Revision as of 14:01, 13 May 2009

Computational Statistics and Data Analysis is a course offered at the University of Waterloo
Spring 2009
Instructor: Ali Ghodsi


Sampling (Generating Random numbers)

Lecture of May 12th, 2009

In order to study statistics computationally, we need a good way to generate random numbers from various distributions using computational methods, or at least numbers whose distribution appears to be random (pseudo-random). Outside a computational setting, this is fairly easy (at least for the uniform distribution). Rolling a die, for example, produces numbers with a uniform distribution very well.

We begin by considering the simplest case: the uniform distribution.

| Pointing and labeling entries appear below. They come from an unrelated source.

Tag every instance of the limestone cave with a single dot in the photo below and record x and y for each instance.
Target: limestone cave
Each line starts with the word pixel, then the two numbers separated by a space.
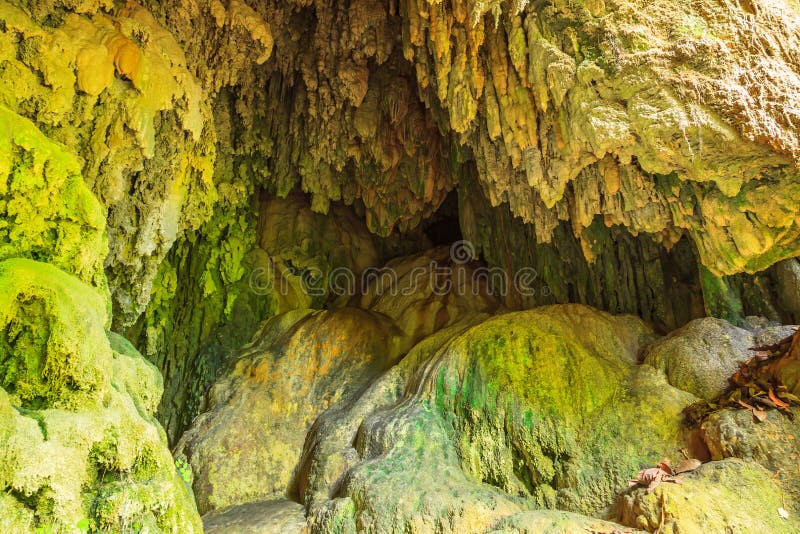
pixel 399 266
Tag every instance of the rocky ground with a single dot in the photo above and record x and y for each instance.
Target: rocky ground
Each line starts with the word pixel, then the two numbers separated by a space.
pixel 190 191
pixel 489 422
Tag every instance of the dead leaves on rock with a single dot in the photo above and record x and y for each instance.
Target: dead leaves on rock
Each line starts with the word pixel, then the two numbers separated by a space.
pixel 754 386
pixel 652 477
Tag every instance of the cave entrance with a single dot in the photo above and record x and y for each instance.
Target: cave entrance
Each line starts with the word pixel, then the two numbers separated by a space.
pixel 443 227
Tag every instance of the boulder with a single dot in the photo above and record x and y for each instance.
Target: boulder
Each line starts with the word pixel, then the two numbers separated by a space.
pixel 481 421
pixel 725 496
pixel 268 517
pixel 700 356
pixel 772 443
pixel 79 445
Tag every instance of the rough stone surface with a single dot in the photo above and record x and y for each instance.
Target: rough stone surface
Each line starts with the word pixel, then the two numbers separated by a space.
pixel 269 517
pixel 78 440
pixel 701 356
pixel 491 417
pixel 247 446
pixel 115 90
pixel 725 496
pixel 553 522
pixel 773 443
pixel 299 364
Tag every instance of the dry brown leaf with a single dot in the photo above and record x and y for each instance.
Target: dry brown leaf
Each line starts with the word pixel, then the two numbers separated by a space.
pixel 690 464
pixel 745 405
pixel 665 467
pixel 778 402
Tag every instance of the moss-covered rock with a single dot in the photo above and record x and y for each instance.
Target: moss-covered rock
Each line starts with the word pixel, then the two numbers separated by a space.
pixel 491 417
pixel 772 443
pixel 701 356
pixel 113 87
pixel 47 212
pixel 78 439
pixel 268 517
pixel 246 447
pixel 553 522
pixel 725 496
pixel 550 405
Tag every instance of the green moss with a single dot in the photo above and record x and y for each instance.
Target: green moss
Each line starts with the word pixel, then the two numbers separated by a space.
pixel 46 211
pixel 43 360
pixel 550 405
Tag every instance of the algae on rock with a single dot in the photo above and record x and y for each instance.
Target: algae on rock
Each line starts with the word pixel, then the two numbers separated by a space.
pixel 77 434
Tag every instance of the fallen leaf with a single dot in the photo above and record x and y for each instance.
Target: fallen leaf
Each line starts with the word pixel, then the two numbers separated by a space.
pixel 745 405
pixel 774 398
pixel 687 465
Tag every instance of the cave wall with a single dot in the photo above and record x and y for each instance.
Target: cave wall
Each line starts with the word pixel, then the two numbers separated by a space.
pixel 638 156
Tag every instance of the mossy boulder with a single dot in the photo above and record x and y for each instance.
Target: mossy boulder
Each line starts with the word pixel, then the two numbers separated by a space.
pixel 701 356
pixel 78 440
pixel 550 404
pixel 491 418
pixel 246 446
pixel 773 443
pixel 47 212
pixel 726 496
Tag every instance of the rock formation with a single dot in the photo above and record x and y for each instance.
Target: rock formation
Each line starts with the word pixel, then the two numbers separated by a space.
pixel 431 266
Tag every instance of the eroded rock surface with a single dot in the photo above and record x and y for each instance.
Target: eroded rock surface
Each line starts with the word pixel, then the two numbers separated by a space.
pixel 78 439
pixel 724 496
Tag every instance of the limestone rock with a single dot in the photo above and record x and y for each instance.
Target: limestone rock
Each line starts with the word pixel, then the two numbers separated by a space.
pixel 246 447
pixel 116 91
pixel 788 285
pixel 48 213
pixel 772 443
pixel 270 517
pixel 552 522
pixel 725 496
pixel 78 439
pixel 701 356
pixel 491 417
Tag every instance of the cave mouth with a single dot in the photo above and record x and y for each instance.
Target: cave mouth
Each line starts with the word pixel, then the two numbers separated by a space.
pixel 444 226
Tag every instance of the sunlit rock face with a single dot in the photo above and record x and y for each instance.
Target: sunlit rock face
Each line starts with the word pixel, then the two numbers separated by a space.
pixel 78 440
pixel 225 183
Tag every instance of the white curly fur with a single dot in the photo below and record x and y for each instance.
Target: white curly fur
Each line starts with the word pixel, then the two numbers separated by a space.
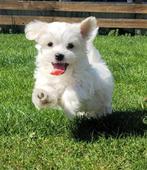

One way to generate pseudorandom numbers is using the Multiplicative Congruential Method. This involves three integer parameters a, b, and n, and a seed variable x0. This method deterministically (based on the seed) generates a sequence of numbers with a seemingly random distribution (with some caveats). It proceeds as follows:

[math]x_{i+1} = ax_{i} + b \mod{n}[/math]

Inverse Transform Method

Step 1: Draw [math] U~ \sim~ Unif [0,1] [/math].
Step 2: Compute [math] X = F^{-1}(U) [/math].
Example:
Suppose we want to draw a sample from [math] f(x) = \lambda e^{-\lambda x} [/math] where [math]x\gt 0[/math].
We need to first find [math]F(x)[/math] and then [math]F^{-1}[/math].

[math] F(x) = \int^x_0 \theta e^{-\theta u} du = 1 - e^{-\theta x} [/math] 

[math] F^{-1}(x) = \frac{-log(1-y)}{\theta} [/math]
Now we can generate our random sample [math]i=1\dots n[/math] from [math]f(x)[/math] by:

[math]1)\ u_i \sim UNIF(0,1) [/math]
[math]2)\ x_i = \frac{-log(1-u_i)}{\theta} [/math]

The [math]x_i[/math] are now a random sample from [math]f(x)[/math].
The major problem with this approach is that we have to find [math]F^{-1}[/math] and for many distributions it is too difficult to find the inverse of [math]F(x)[/math].